Single by Joe & Rose Lee Maphis
- Released: April 1953
- Recorded: 1953
- Genre: Country
- Length: 2:59
- Label: Okeh Records
- Songwriter(s): Joe Maphis; Rose Lee Maphis; Max Fidler;

= Dim Lights, Thick Smoke (and Loud, Loud Music) =

"Dim Lights, Thick Smoke (and Loud, Loud Music)" is a country song written by Joe Maphis, Rose Lee Maphis, and Max Fidler. It was originally recorded in December 1952 by the bluegrass duo Flatt & Scruggs, and later released by Joe & Rose Lee Maphis in 1953 as a single.

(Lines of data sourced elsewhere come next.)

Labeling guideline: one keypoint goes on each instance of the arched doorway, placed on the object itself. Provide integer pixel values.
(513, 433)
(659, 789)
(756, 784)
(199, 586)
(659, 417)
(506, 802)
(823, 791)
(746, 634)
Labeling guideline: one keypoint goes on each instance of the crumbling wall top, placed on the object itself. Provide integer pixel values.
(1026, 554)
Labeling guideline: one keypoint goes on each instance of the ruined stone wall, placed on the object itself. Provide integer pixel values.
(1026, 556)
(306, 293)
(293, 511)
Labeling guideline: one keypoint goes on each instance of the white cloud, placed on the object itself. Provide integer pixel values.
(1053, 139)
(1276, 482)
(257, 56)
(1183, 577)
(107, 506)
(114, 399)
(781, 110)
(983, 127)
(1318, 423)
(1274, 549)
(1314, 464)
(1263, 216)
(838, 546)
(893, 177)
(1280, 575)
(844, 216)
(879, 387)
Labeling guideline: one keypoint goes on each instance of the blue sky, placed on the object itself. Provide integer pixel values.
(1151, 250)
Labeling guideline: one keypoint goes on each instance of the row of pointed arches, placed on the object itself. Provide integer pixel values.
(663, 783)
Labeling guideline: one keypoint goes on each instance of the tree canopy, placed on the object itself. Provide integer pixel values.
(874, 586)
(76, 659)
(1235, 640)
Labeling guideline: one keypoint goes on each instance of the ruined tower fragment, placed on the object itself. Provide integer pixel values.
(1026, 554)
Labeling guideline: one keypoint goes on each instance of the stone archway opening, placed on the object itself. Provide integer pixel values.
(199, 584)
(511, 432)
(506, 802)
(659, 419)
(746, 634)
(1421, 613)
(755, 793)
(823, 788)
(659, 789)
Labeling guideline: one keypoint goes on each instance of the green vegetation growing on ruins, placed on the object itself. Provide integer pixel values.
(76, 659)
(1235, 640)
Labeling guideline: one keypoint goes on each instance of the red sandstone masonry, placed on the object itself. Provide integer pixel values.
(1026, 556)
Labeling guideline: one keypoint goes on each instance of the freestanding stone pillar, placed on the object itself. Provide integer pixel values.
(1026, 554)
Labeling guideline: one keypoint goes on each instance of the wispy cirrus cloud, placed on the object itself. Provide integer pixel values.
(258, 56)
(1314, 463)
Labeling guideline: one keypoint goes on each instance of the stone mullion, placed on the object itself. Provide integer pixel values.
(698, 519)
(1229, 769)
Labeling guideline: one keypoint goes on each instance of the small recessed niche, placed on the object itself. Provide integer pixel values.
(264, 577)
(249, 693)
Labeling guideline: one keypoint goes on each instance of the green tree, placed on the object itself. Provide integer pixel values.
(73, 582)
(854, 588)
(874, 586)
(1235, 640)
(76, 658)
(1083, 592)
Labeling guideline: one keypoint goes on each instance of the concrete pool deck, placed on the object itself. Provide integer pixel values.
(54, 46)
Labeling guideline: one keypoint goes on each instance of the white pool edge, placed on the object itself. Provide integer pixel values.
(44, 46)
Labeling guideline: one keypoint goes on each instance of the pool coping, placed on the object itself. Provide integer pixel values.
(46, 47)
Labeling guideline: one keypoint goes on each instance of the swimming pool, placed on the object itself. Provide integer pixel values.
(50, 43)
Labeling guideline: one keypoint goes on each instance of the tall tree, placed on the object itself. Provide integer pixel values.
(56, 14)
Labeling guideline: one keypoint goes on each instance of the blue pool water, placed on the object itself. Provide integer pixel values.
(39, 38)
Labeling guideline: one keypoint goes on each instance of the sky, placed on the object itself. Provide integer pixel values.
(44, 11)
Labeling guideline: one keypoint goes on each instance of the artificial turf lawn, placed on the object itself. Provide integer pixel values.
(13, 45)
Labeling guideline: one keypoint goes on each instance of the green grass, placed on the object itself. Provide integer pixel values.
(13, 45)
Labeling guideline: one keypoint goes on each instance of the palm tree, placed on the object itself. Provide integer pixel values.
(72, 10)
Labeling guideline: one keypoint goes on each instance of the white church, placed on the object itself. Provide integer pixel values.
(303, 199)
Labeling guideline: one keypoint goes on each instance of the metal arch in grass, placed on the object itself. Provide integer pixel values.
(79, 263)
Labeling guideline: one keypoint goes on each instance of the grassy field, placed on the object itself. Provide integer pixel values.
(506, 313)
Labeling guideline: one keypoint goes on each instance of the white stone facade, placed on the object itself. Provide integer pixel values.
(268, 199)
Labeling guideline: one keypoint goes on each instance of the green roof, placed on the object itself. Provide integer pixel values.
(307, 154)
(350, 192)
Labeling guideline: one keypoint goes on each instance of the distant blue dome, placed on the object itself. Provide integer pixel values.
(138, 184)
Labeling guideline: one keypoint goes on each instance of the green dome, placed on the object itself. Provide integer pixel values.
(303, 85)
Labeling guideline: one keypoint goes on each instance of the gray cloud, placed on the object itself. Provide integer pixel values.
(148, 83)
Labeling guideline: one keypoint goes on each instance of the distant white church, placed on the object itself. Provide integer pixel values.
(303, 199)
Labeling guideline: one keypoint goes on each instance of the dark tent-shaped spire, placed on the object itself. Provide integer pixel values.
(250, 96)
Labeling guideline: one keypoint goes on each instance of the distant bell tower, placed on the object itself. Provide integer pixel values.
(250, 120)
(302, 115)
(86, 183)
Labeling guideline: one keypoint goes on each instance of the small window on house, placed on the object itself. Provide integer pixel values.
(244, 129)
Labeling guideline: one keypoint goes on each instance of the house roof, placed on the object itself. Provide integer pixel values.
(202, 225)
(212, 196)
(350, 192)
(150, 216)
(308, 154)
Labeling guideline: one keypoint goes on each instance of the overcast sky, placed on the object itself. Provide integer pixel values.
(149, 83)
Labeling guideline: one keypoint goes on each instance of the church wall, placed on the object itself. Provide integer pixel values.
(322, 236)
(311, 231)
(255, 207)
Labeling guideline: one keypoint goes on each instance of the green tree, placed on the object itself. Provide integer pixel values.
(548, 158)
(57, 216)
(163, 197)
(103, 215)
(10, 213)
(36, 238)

Joe Maphis said he started the song after moving from barn dance shows in Virginia and Chicago to playing in a honky-tonk in Bakersfield, California, in a band that included Buck Owens on back-up vocals.
It is also said that Joe Maphis wrote the song one Saturday night (presumably in 1952) while driving home to Los Angeles from Bakersfield after seeing Buck Owens perform at the Blackboard Cafe.

==Covers==
- Conway Twitty released a cover version on his 1968 album Here's Conway Twitty & His Lonely Blue Boys
- The Flying Burrito Brothers recorded a version in 1970 for an unreleased album. The track was eventually released on the 1976 Gram Parsons' compilation album Sleepless Nights
- A second, different version of the song was released by the Flying Burrito Brothers on their 1975 album Flying Again
- New Riders of the Purple Sage's 1972 album Powerglide
- Earl Scruggs and Tom T. Hall's 1982 album The Storyteller And The Banjo Man
- Vern Gosdin's 1985 album Time Stood Still
- Jack Ingram's 1997 album Livin' or Dyin'
- The Derailers 1995 album Live Tracks
- Marty Stuart's 1997 album Once Upon a Time
- Bill Kirchen's 2001 album Tied to the Wheel
- Ricky Skaggs 2001 album History of the Future
- Daryle Singletary's 2002 album That's Why I Sing This Way
- The Beat Farmers' 2003 album (recorded in 1983) Live at the Spring Valley Inn
- Dwight Yoakam's 2012 album 3 Pears
- John Prine and Amanda Shires for his 2016 album For Better, or Worse
- Manassas on their 2009 rarities album Pieces

The song has also been covered by Margie Collie, Glen Glenn, Tom T. Hall, Porter Wagoner, Tennessee Ernie Ford & Molly Bee, Weldon Rogers & Willie Rogers, Big Tom, Wade Hayes and David Adam Byrnes.